I smooth down the front of my suit, but I know there’s no saving it from the amount of gravel and human debris splattered across the lapel. “I’ve been thinking about renovating our old house.”

He stiffens. “In Devil’s Dip?”

“Yeah. I passed it the other day and it’s a mess up there. I’m sick of staying at the Visconti Grand every time I visit. Hate being in Cove territory,” I add, tasting bitterness in my words.

“You’re moving back.”

I grind my jaw. I’m sick of hearing everyone in this fucking family say this. I expect my brothers to know me better than that, at least. “I’m not moving back to Dip, Gabe. I’d rather stick my dick in a car door.”

“You’re moving back. You just don’t know it yet.”

“No. I just thought it’d be nice to have a base that isn’t under Dante’s roof—”

“No. You won’t leave her here, not with him.”

I spin on my heel to face him. “What? Who?”

He doesn’t move a muscle. “Uncle Al’s fiancee. You can’t take your eyes off her. Staring at her like a lion spotting his prey in the bush. I know you better than you know yourself. You flew in to the Coast because you’re haunted by some unfinished business there. You’re a smart man, so whatever you came back for you’d have figured it in a weekend and flown back to London the first chance you got, if that’s what you wanted to do.” His eyes focus on me. “But it’s not. You saw her, and you decided to stay.” He rakes a hand through his hair, still staring ahead. “You just don’t know it yet.”

Shaking my head in disbelief, I take a few steps back toward the car. “You’re insane, my brother. I don’t give a flying fuck about what Uncle Al does, or who he marries.” Heat prickles under my collar. I clear my throat and add, “As if I’d give up my life in London for a piece of pussy.”

“Uh-huh.”

“I mean it.”

Gravel crunches under his feet as he turns around to join me. He claps his hand on my back and leans into my ear, even though we’re the only two people around. “Wanna know how I know? Because you can’t stand someone else having something you want. Even if it’s family. You know as well as I do, you’ll go back to London, to your fancy penthouse apartment overlooking Hyde Park, and you’ll lie in your posh-ass bed staring at the ceiling, and you’ll be thinking about Aurora. Thinking about Uncle Al fucking her.” His lips graze my ear. “Thinking about what would have happened if you’d stayed nine years ago and taken over as Capo like you were meant to.” Raking my tongue over my teeth, I close my eyes and brace myself. Because I know what he’s going to say. “She’d be begging you not to chop down the forest, not your uncle.”

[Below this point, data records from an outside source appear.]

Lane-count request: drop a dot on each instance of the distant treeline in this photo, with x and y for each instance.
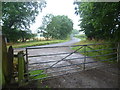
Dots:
(100, 20)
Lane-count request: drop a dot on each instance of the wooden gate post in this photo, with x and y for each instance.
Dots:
(5, 61)
(118, 53)
(21, 67)
(84, 57)
(10, 61)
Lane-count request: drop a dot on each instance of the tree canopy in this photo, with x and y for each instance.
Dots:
(57, 27)
(100, 20)
(17, 17)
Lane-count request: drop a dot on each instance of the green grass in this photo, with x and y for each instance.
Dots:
(35, 43)
(37, 72)
(96, 47)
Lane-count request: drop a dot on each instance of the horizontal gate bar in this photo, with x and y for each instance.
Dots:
(66, 46)
(72, 59)
(48, 55)
(69, 53)
(55, 71)
(63, 74)
(73, 64)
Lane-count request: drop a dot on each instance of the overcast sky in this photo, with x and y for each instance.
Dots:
(57, 7)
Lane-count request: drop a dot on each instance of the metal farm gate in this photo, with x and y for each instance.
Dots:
(46, 62)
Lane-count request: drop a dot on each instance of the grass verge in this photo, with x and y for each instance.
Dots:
(96, 53)
(37, 76)
(35, 43)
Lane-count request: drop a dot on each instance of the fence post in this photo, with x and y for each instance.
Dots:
(118, 52)
(26, 67)
(84, 57)
(21, 63)
(5, 61)
(10, 61)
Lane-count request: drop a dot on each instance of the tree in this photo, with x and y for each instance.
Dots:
(45, 21)
(100, 20)
(19, 15)
(60, 27)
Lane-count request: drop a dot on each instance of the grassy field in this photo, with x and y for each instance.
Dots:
(34, 43)
(97, 47)
(37, 72)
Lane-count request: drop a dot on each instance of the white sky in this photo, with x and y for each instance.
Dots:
(57, 7)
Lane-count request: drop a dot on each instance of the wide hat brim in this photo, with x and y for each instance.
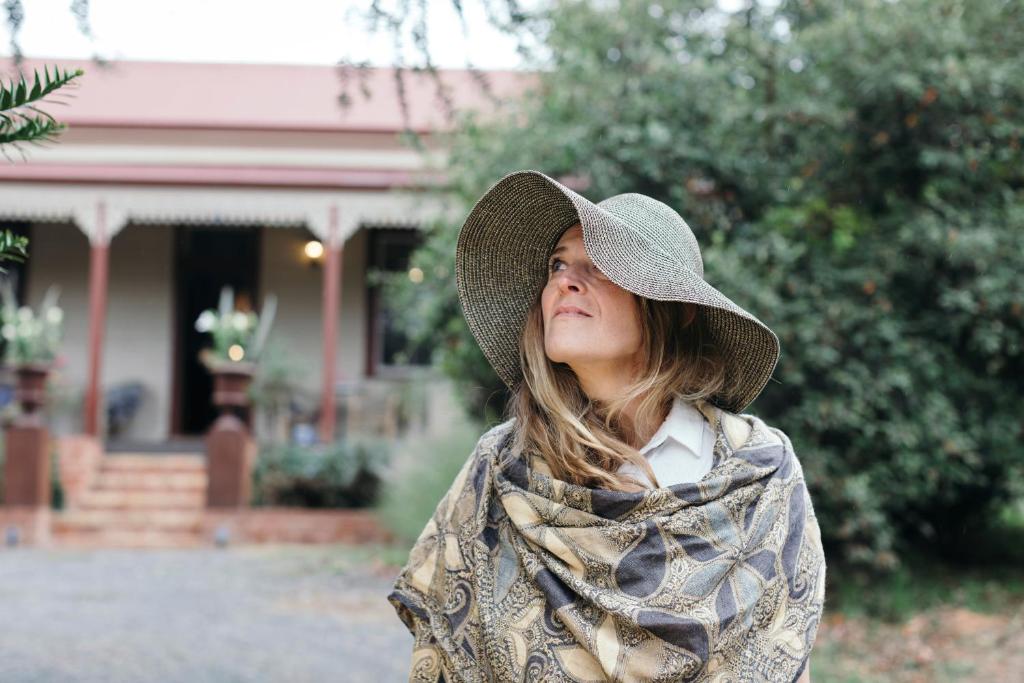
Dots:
(502, 260)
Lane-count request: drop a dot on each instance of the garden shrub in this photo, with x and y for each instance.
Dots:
(343, 474)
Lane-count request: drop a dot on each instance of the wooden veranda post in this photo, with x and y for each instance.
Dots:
(98, 275)
(332, 296)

With a hard shove, I push him away from me. “Is that what you’ve been doing these days?” I snarl. “Training to become a fucking counselor?” A satisfied smirk crosses his face. “Anyway, I left Dip for a reason. I’m not coming back, especially not to steal Uncle Al’s chick.”

He pauses, glances at Rafe, then lowers his voice an octave. “I know what you did.”

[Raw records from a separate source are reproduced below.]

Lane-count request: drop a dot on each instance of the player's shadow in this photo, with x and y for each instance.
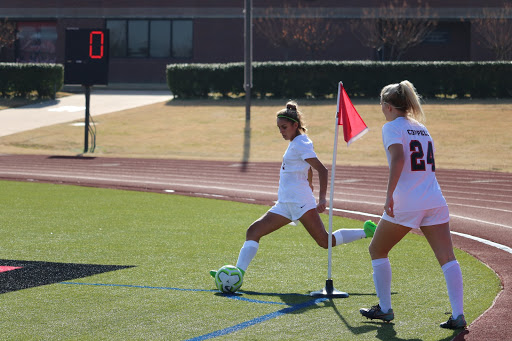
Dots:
(385, 330)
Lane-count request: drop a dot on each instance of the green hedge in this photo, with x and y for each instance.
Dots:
(18, 79)
(361, 78)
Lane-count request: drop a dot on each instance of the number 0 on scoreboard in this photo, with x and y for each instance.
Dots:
(86, 56)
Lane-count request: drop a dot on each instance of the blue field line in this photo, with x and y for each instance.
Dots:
(257, 320)
(231, 296)
(137, 286)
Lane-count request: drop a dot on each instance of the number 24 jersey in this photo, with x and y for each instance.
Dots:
(417, 188)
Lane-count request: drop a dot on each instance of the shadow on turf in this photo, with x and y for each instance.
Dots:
(385, 330)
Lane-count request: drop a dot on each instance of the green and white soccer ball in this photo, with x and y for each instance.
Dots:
(229, 279)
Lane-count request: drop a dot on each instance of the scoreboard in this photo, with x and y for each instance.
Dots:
(86, 56)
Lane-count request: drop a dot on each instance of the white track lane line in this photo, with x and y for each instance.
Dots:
(485, 241)
(478, 239)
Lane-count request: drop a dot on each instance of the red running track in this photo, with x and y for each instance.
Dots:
(480, 202)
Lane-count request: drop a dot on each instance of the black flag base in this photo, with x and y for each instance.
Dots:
(329, 291)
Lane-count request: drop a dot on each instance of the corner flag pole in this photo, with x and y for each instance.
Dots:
(329, 290)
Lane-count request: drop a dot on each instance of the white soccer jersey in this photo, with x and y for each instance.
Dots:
(293, 181)
(417, 188)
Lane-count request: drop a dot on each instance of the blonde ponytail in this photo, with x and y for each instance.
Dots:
(403, 96)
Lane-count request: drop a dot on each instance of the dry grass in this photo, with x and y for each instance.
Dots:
(468, 134)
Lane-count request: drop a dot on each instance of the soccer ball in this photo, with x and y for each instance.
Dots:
(229, 279)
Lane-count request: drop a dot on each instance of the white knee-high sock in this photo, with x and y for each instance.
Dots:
(453, 278)
(247, 253)
(382, 280)
(348, 235)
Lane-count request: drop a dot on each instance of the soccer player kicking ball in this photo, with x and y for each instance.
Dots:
(295, 194)
(413, 200)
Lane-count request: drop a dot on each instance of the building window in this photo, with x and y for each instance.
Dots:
(37, 42)
(138, 43)
(182, 39)
(160, 38)
(117, 30)
(150, 38)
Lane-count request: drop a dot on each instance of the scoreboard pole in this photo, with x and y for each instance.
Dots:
(87, 58)
(87, 115)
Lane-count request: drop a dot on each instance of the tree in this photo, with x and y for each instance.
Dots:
(394, 28)
(495, 28)
(7, 34)
(300, 26)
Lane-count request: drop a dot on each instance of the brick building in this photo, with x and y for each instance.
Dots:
(145, 36)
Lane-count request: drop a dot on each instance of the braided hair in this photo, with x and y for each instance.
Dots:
(292, 114)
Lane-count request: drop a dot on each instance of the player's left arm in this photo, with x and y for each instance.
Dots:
(310, 178)
(395, 171)
(322, 178)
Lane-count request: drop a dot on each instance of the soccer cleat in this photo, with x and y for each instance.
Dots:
(214, 272)
(369, 228)
(458, 323)
(376, 313)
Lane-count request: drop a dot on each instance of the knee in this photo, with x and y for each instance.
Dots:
(376, 253)
(323, 243)
(252, 232)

My hands curl into fists. “I don’t know what you’re talking about.”

“You do. I know what you did, and I know why you left Devil’s Dip all those years ago.” He takes a step toward me, pinning me with a glare all too similar to my own. “You committed a sin bigger than any of those fuckers that call the hotline.”

Blood thumps in my temples. Rage blisters the lining of my gut. How the fuck does he know what I did? 

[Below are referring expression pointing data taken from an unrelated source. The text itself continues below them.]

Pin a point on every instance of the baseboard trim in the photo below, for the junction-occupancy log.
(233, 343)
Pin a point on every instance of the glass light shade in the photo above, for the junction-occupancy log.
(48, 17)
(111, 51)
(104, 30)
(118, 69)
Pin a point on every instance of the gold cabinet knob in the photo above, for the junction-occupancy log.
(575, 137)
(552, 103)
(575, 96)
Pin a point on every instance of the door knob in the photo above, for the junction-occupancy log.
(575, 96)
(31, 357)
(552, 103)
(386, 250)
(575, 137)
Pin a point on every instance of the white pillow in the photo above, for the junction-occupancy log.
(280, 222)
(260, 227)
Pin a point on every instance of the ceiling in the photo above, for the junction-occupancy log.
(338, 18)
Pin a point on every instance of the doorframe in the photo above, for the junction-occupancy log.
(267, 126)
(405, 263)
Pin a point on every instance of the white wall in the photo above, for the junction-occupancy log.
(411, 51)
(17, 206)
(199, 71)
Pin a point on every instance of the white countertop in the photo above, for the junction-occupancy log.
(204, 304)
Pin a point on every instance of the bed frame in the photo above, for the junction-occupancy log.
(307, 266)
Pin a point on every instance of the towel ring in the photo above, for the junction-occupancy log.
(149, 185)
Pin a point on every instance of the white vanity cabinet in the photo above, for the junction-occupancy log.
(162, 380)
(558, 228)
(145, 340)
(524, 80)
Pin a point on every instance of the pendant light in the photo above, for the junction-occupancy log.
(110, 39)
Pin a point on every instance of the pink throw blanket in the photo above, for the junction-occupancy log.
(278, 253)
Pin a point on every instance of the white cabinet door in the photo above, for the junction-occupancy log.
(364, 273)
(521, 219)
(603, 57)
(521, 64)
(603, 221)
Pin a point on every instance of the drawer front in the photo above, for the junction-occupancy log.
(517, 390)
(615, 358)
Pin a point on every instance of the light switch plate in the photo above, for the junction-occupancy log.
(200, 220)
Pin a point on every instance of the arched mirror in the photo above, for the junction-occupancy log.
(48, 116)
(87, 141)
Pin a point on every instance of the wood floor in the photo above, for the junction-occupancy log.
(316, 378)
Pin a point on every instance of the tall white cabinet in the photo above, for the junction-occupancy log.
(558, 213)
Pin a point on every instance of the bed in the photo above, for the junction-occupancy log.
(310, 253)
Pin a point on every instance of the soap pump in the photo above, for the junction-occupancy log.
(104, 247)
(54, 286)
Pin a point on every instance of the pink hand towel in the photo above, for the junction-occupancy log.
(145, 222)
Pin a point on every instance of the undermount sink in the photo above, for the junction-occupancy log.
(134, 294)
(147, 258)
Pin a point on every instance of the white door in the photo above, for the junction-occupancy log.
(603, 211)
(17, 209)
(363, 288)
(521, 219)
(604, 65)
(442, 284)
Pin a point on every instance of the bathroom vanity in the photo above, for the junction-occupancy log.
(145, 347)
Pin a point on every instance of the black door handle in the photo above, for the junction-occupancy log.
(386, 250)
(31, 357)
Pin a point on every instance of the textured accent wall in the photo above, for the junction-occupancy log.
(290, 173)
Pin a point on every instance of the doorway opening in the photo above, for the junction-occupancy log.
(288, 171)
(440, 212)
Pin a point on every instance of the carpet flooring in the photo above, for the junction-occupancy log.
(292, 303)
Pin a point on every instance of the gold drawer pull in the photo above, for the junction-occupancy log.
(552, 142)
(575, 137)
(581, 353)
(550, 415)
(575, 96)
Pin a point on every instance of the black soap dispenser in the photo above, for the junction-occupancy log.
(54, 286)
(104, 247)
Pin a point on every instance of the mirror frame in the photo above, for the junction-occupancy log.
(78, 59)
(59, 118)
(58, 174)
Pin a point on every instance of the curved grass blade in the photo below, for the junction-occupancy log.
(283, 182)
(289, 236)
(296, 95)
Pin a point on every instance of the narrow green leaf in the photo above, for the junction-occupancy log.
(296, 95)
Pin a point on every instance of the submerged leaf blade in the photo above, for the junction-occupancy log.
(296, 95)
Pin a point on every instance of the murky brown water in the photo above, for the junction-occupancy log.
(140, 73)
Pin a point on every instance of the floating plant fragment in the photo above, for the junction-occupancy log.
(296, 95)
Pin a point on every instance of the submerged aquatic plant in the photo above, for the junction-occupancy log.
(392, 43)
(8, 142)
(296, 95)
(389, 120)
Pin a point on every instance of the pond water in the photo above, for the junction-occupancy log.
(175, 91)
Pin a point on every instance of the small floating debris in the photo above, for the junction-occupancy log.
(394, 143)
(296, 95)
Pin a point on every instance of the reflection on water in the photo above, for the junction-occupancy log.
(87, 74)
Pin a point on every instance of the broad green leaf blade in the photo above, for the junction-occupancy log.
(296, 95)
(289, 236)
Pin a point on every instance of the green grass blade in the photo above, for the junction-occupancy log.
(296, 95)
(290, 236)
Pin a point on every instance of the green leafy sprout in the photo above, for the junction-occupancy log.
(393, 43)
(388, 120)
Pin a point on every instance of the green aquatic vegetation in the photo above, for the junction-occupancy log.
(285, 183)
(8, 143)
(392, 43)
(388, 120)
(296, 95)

Fuck. If I stand here for another second, I’m going to crack my brother in the jaw, so I turn to storm back toward the car.

But Gabe’s hand shoots out against my chest, stopping me. “Thank you,” he rasps.

Confused, I look up to meet his eyes. There’s something soft in them. It looks out of place under his perma-scowl and above his bruised socket. “If you hadn’t done it, I would have done it myself.” He swallows. Looks away. “But for different reasons,” he mutters darkly.

I feel like I’ve been stung. Putting both my hands on his head, I lower my forehead to his. “What the fuck happened to you, bro?” I hiss. “What did he do to you?”

He pushes me away, his gaze hardening, morphing back to his signature stare. “When you realize you’re moving back, let me know.” His jaw ticks. “Because when you steal Uncle Alberto’s girl, I promise you, you’re going to need a fucking army.”